My clock radio would still not wake up for a few minutes to give me the latest news. I spent the meantime pleasantly inbetween wake and slumber, gently touching myself. (No, not there.) It felt good to be alive, felt good to have a body, to be physical. Eventually the radio turned itself on and brought me the latest news about the hostage situation in Sierra Leone.

I remember Sierra Leone from when I played Shadow President. Smallish country on the west coast of Africa, around where many ancestors of today's Americans came from, quite suddenly and much to their surprise. A little on the north side of that, perhaps. But the name doesn't sound African, it sounds more like Spanish. Like what I'd imagine "Mountain of Lions" would sound in Spanish. And why is Freetown capital of Sierra Leone and not of neighboring Liberia, as would be good and proper?

No longer a body, but a living information processor, I eventually got up and went to work.

***

Work was unimpressive as usual. Tomorrow may be different, though. The people are planning to send a mass mail (snail mail) to thousands of clients. We did this last year too, for a different occasion, but somehow it seems that nobody else retains any clear memories of how we did it. (Our current software tools does not exactly make this easy and intuitive, and there is nothing I can do about that.) Printing large number of virtually identical letters is an exciting happening for people in our line of work. Yes, it is that pathetic. People are close to quarreling openly over the right to do it. And yet they have forgotten the details. Heh. It must suck to not be a nerd.

In the lunch break I went out and got a drastic hair cut. Oh, it's the same mediocre style as last time, though the folks at work are polite and compliment it. All she did was remove lots and lots of hair.

Also visited the flower market. Not that I bought anything. I did sniff one, though, today. Heh. It was hot. Rain is expected for our national day, the 17th of May.

***

I am feeling better today, but I am worried about just how changeable I am, how hard it is for me to make a decision last. On the bright side, a good night's sleep can improve my mood drastically if it is low. As has been known to happen occasionally, if not often.

***

I looked further into the mysteries of Style Sheets, though not very deeply. As my proud fellow geek ARJ so kindly pointed out to me, the idea seems to be to separate the formatting from the content. Write the content in HTML and the formatting in CSS. I guess what has evaded me is the need for lots of formatting at all. To me, the standard formatting of HTML has been sufficient both for my publishing and reading needs. Almost.

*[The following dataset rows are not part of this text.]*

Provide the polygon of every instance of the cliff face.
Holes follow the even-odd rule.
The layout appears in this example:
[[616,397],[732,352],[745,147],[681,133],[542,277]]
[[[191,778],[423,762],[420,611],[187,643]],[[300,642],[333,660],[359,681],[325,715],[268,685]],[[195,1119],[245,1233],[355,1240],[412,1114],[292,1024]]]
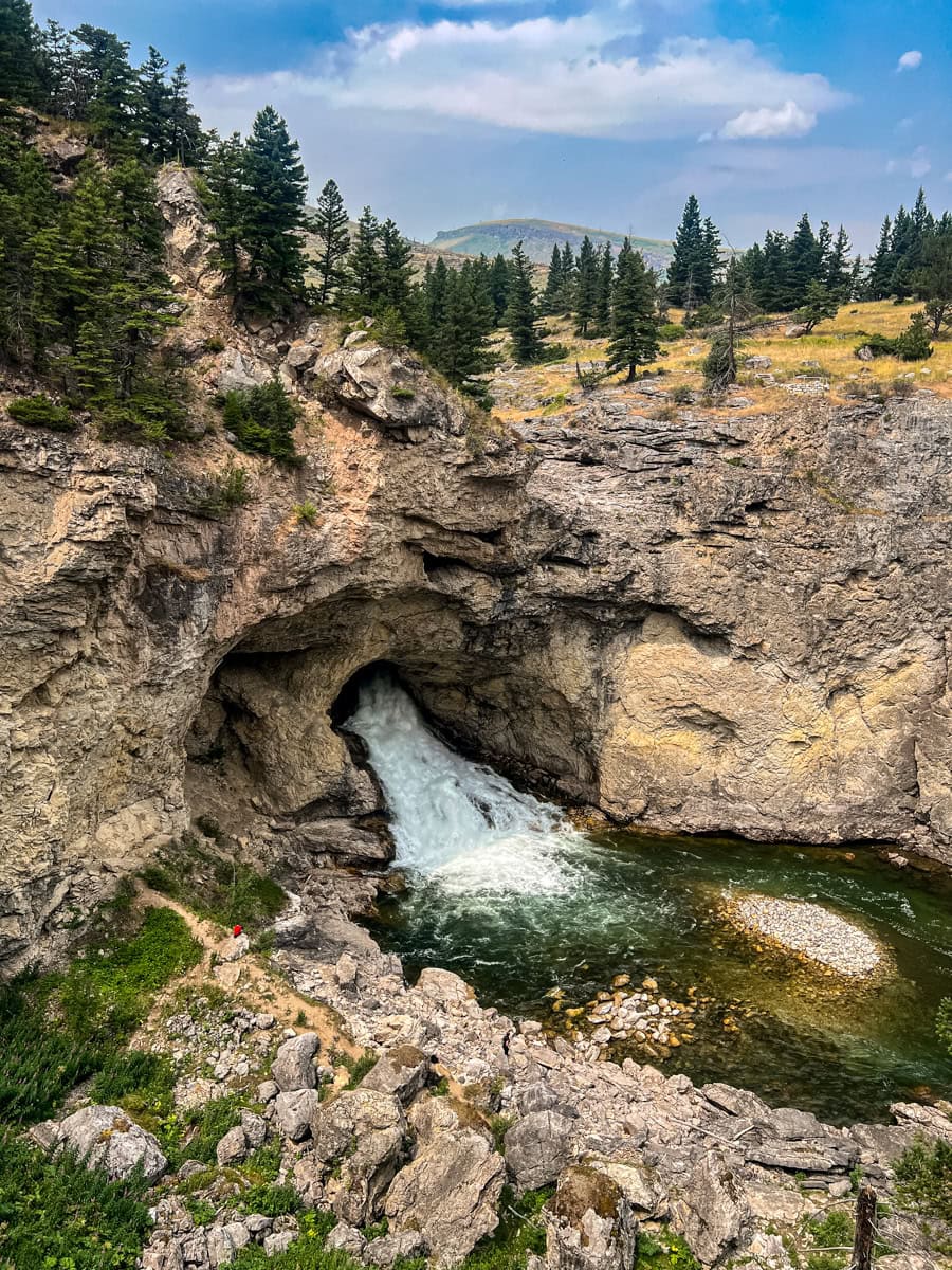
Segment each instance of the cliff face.
[[[183,828],[188,756],[249,815],[376,810],[333,716],[378,660],[613,817],[952,860],[947,404],[659,423],[608,389],[496,432],[368,337],[228,330],[180,174],[164,210],[197,384],[279,375],[305,464],[0,425],[8,969]],[[254,500],[213,516],[230,461]]]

I confess to using the TABLE tags excessively for formatting things that are not natural born tables, such as this page. The reason for this was that I wanted the margins. As the 800x600 screen resolution completely overtook the old 640x480, my journal started to get hard to read. Harder to read than the contents and grammar warrants, even. Which is bad enough, I guess. The lines would just go on and on from left to right, and be hard to follow. By setting margins (and later defining a separate color) I made the lines shorter. But of course, these days people have 1024x768 or higher resolution, and we're back to the start. I can only hope people have the wits to not run their browser maximized. This should magickally solve the problem with overly long lines, it sure does for me. (Except for a few sick and twisted web sites, which insist of specifying a long physical line length, forcing me to scroll. Needless to say, I avoid them if at all possible.)

My starting foray into CSS has not found a great way to format text differently based on the screen resolution, anyway. Perhaps there is one, perhaps not. It is possible to set margins without resorting to tables, though I have not found out if I can do the color trick. Anyway I guess it takes a while before the poor and oppressed have all upgraded to browsers supporting CSS. They just may have, though, before I make heads and tails of it.

Speaking of heads and tails ... No, I don't think so. Bedbug time! Have a personally good night, people.